There too is creativity. Innovation in every sense. Often, all it takes is knowing how to look.

And I want to close with three quotes I love:

Piaget: “Creativity is the final form of symbolic play in children, when it is assimilated into their thinking.”

De la Torre: “If defining is to fence in a field of ideas with words, creativity would be like an ocean of ideas overflowing a continent of words.”

Matisse: “To create is to express what one has within oneself.”

Creativity

It is the spark, it is love

it is doubt, it is shadow

in our mind

that quickens heartbeats

and scatters through our fingers,

magic.

It is the muse, the scent

the concept, the illusion.

Creator of creators,

odes to life

that explode emotions,

that generate movement,

progressing the world

in which we live.

One of his phrases:

“A hole is the start of a sculpture in space. My works are not pictures, but art concepts.”

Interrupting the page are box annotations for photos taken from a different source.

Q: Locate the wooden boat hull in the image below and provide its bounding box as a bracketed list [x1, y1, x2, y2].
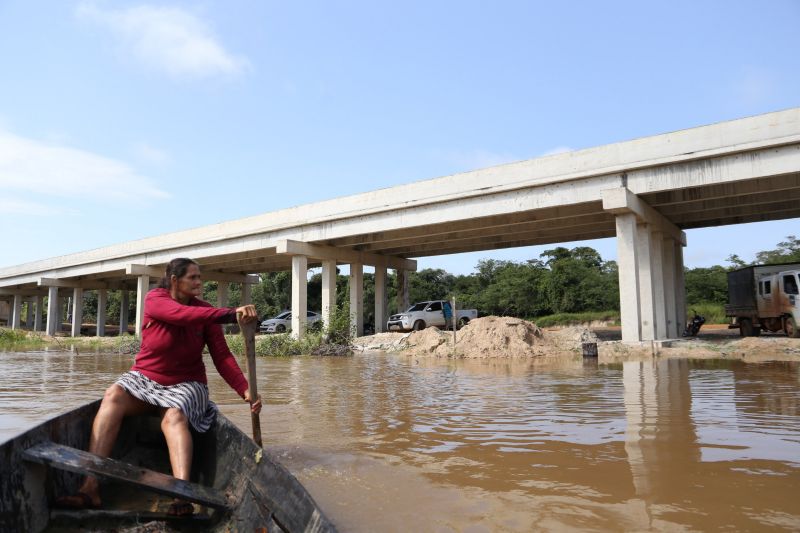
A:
[0, 400, 335, 532]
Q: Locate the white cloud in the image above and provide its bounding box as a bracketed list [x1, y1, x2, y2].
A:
[0, 196, 77, 217]
[133, 142, 170, 165]
[447, 146, 572, 170]
[448, 150, 521, 170]
[0, 131, 170, 214]
[76, 2, 250, 78]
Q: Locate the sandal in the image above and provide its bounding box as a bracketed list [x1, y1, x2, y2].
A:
[167, 502, 194, 516]
[55, 492, 100, 510]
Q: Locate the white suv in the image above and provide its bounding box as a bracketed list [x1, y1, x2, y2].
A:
[258, 311, 322, 333]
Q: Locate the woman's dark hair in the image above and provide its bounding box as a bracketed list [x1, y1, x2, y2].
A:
[158, 257, 200, 289]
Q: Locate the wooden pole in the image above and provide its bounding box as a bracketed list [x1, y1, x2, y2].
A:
[450, 296, 458, 348]
[236, 315, 262, 447]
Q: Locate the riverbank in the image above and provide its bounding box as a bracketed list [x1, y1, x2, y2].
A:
[0, 317, 800, 363]
[353, 317, 800, 362]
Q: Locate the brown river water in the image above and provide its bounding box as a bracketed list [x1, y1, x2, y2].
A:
[0, 352, 800, 532]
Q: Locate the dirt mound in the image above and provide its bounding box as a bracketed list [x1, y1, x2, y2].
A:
[404, 316, 596, 358]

His works and his concepts—that will be another story.

Soon.

Notes.-

  • Louis León Thurstone was an American mechanical engineer and psychologist, a pioneer in the fields of psychometrics and psychophysics. He wrote Primary Mental Abilities, The Nature of Intelligence, and more. His main interest focused on factor analysis and the intelligence quotient.
  • Silvano Arieti was an intuitive, humble, generous, creative, and sensitive man. In his work, he stated that there are two premises for the creative process: the spiritual life of the person and the external conditions, which he called “contingencies.” If you can, read his book Creativity: The Magic Synthesis.
  • Lucio Fontana, an Argentine painter, ceramist, and sculptor. In 2016, he received an award in the contest of the Consulate General of Italy in Buenos Aires. The winners could stay in Italy for two months, in order to develop in contact with the Italian cultural and artistic environment and, in particular, with the realities of contemporary art.